“They were absolutely exhausted,” said Michael Janes, the Apple executive who accompanied Mr. Cook. “Tim was not. He was ready to jump to the next slide and the next slide after that. He is absolutely relentless.”
That relentlessness could be indispensable in the months ahead, because Mr. Cook may be tested as never before. He has been charged with running Apple’s day-to-day operations while his boss, Steven P. Jobs, the company’s visionary chief executive, is on medical leave.
Mr. Cook has done that twice before, briefly and successfully. Yet if Mr. Jobs’s health does not improve, Mr. Cook could be on the job for a long time. And while Apple’s succession plans are closely guarded, Mr. Cook is widely believed to be the most likely candidate to permanently replace Mr. Jobs.
In Silicon Valley, Mr. Jobs is also known for relentlessness. Yet on many levels, he and Mr. Cook are opposites. While Mr. Jobs is mercurial and prone to outbursts, Mr. Cook, who was raised in a small town in Alabama, is polite and soft-spoken. He is often described as a “Southern gentleman.” While Mr. Jobs obsesses over every last detail of Apple’s products, Mr. Cook obsesses over the less glamorous minutiae of Apple’s operations.
Their complementary skills have helped Apple pull off the most remarkable turnaround in American business, and made it the world’s most valuable technology company. When Mr. Cook is on his own, he will have to compensate for the absence of Mr. Jobs — and his inventiveness, charisma and uncanny ability to predict the future of technology and anticipate the wishes of consumers.
“He is going to have to look to others to provide the creative vacuum left by Steve,” said A. M. Sacconaghi Jr., an analyst with Sanford Bernstein & Company.
Mr. Cook and Apple declined to comment for this article. From his first days at Apple in 1998, Mr. Cook, who is known as intensely private, worked in the shadow of Mr. Jobs and other prominent leaders. Although his job — making sure Apple could produce, assemble and ship its breakthrough products around the world, and do so profitably — was not considered sexy, he quickly removed inefficiencies from Apple’s supply chain.

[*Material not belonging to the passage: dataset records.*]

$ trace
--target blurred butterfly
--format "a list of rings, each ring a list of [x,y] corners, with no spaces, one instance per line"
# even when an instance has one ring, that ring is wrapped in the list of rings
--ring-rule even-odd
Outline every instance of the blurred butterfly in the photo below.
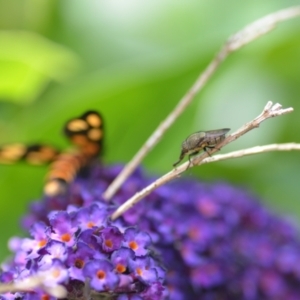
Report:
[[[78,172],[88,166],[102,151],[103,119],[93,110],[66,122],[64,133],[76,146],[59,151],[48,145],[11,144],[0,147],[0,163],[26,161],[30,164],[50,163],[44,192],[47,196],[62,194]]]

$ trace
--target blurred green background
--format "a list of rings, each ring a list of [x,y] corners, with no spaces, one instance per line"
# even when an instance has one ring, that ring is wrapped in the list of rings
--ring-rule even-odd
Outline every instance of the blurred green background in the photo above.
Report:
[[[64,148],[64,122],[88,109],[106,122],[104,161],[127,162],[229,35],[299,1],[0,0],[0,141]],[[192,132],[239,128],[268,100],[294,107],[222,150],[300,142],[300,18],[234,53],[143,165],[163,174]],[[183,176],[225,180],[300,219],[299,152],[208,164]],[[46,167],[0,165],[0,258]]]

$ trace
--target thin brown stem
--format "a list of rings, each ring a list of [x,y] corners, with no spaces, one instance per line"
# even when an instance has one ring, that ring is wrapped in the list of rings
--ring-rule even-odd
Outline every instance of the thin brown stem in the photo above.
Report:
[[[257,116],[252,121],[250,121],[250,122],[246,123],[245,125],[243,125],[236,132],[234,132],[231,135],[229,135],[228,137],[226,137],[222,142],[217,144],[216,147],[210,151],[210,154],[213,154],[214,152],[220,150],[222,147],[224,147],[225,145],[233,142],[234,140],[236,140],[240,136],[244,135],[248,131],[250,131],[254,128],[258,128],[259,125],[263,121],[265,121],[269,118],[272,118],[272,117],[276,117],[276,116],[280,116],[280,115],[283,115],[283,114],[290,113],[292,111],[293,111],[293,108],[282,109],[280,104],[276,103],[276,104],[273,105],[273,103],[271,101],[269,101],[267,103],[267,105],[264,107],[262,113],[259,116]],[[267,146],[265,146],[265,147],[267,147]],[[297,147],[298,146],[296,146],[296,148]],[[257,148],[257,147],[255,147],[255,148]],[[274,150],[278,150],[278,151],[281,150],[282,151],[283,148],[282,147],[277,147]],[[268,148],[266,148],[266,149],[268,149]],[[272,147],[270,147],[270,149],[272,149]],[[284,150],[286,151],[286,148],[284,148]],[[297,150],[299,150],[299,149],[297,148]],[[257,149],[256,149],[256,151],[257,151]],[[267,151],[267,150],[265,150],[265,151]],[[272,151],[272,150],[269,150],[269,151]],[[243,153],[243,152],[246,153],[245,155],[252,154],[251,151],[249,152],[249,149],[246,149],[246,150],[241,150],[239,153],[233,152],[234,155],[232,155],[231,153],[228,153],[227,158],[240,157],[240,156],[242,156],[241,153]],[[257,153],[259,153],[259,152],[257,152]],[[255,154],[255,151],[253,152],[253,154]],[[218,157],[219,157],[219,159],[218,159]],[[148,185],[142,191],[136,193],[133,197],[128,199],[118,209],[115,210],[115,212],[111,215],[111,219],[115,220],[116,218],[121,216],[124,212],[126,212],[128,209],[130,209],[133,205],[135,205],[136,203],[141,201],[143,198],[145,198],[147,195],[149,195],[152,191],[154,191],[158,187],[164,185],[165,183],[177,178],[178,176],[180,176],[181,173],[186,171],[188,168],[194,167],[196,165],[201,165],[201,164],[204,164],[204,163],[209,163],[209,162],[213,162],[213,161],[217,161],[217,160],[222,160],[222,159],[225,159],[225,158],[222,158],[222,156],[220,156],[220,155],[219,156],[216,155],[214,157],[208,157],[208,154],[206,152],[204,152],[203,154],[193,158],[191,163],[190,162],[183,163],[178,168],[175,168],[171,172],[169,172],[169,173],[163,175],[162,177],[158,178],[156,181],[154,181],[153,183]]]
[[[249,24],[241,31],[232,35],[221,50],[217,53],[214,59],[210,62],[207,68],[199,75],[192,87],[181,98],[176,107],[171,111],[167,118],[160,123],[153,134],[148,138],[145,144],[135,154],[131,161],[124,167],[120,174],[115,178],[111,185],[104,192],[103,197],[109,201],[117,192],[124,181],[132,174],[132,172],[141,163],[148,152],[160,141],[164,133],[171,127],[175,120],[185,110],[185,108],[192,102],[195,95],[199,93],[207,81],[211,78],[222,61],[232,52],[237,51],[246,44],[268,33],[275,26],[284,20],[300,16],[300,6],[290,7],[280,10],[278,12],[269,14],[257,21]]]

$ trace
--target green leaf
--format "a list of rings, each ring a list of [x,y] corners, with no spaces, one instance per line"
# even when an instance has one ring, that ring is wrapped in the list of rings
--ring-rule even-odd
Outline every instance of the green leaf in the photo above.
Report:
[[[79,67],[65,47],[26,31],[0,31],[0,100],[34,101],[50,80],[64,81]]]

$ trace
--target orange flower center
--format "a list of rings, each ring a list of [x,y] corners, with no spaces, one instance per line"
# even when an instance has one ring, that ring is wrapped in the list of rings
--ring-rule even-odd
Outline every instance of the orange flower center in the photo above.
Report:
[[[118,273],[124,273],[126,271],[126,268],[122,264],[117,264],[116,270],[117,270]]]
[[[137,244],[136,241],[131,241],[129,242],[129,247],[132,249],[132,250],[136,250],[139,246]]]
[[[69,242],[71,240],[71,235],[69,233],[64,233],[61,235],[61,240],[63,242]]]
[[[111,240],[106,240],[104,243],[105,243],[105,246],[108,248],[111,248],[113,246],[113,243]]]
[[[75,267],[77,268],[77,269],[82,269],[83,268],[83,266],[84,266],[84,261],[82,260],[82,259],[79,259],[79,258],[77,258],[76,260],[75,260]]]
[[[105,274],[104,271],[99,270],[99,271],[97,272],[97,277],[98,277],[99,279],[104,279],[104,278],[106,277],[106,274]]]

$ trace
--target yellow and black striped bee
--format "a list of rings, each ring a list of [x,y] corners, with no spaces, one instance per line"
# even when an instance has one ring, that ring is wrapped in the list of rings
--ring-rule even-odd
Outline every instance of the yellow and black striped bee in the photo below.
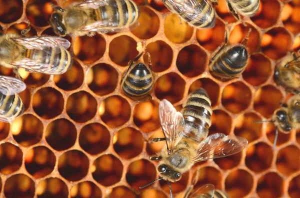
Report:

“My favorite scenes were meeting suppliers,” said a former Apple executive who had traveled with Mr. Cook frequently and asked to remain anonymous because he did not want to upset their relationship. “He is Mr. Spreadsheet. If things weren’t right, he would torture the suppliers and demand improvement. At the same time, he had good relationships with them.”
Apple was smaller then and largely focused on making PCs. Its operations were a mess.
Apple was still running its own factories in California, Ireland and Singapore. While more profitable and efficient companies like Dell had moved to a just-in-time manufacturing model, Apple still held 90 days of inventory.
Mr. Cook closed Apple’s factories and outsourced all manufacturing to a far-flung network of suppliers in Asia. Inventories decreased to 60 days, then to 30 days, then to the just-in-time model. Mr. Cook virtually lived in airplanes, traveling the world to meet with suppliers and browbeat them into meeting his demands.
Analysts and investors say Mr. Cook’s efforts on the production end made the difference in turning Apple’s fortunes around. And they still are critical to the company’s success.
Take the iPad. It took Mr. Jobs’s imagination and the expertise of his engineers and designers to create it. But Mr. Cook’s operational abilities allowed Apple to parlay a cool product into a business that has already brought in $9.6 billion, as the company built and shipped worldwide nearly 15 million iPads in just nine months to meet customers’ seemingly insatiable appetite.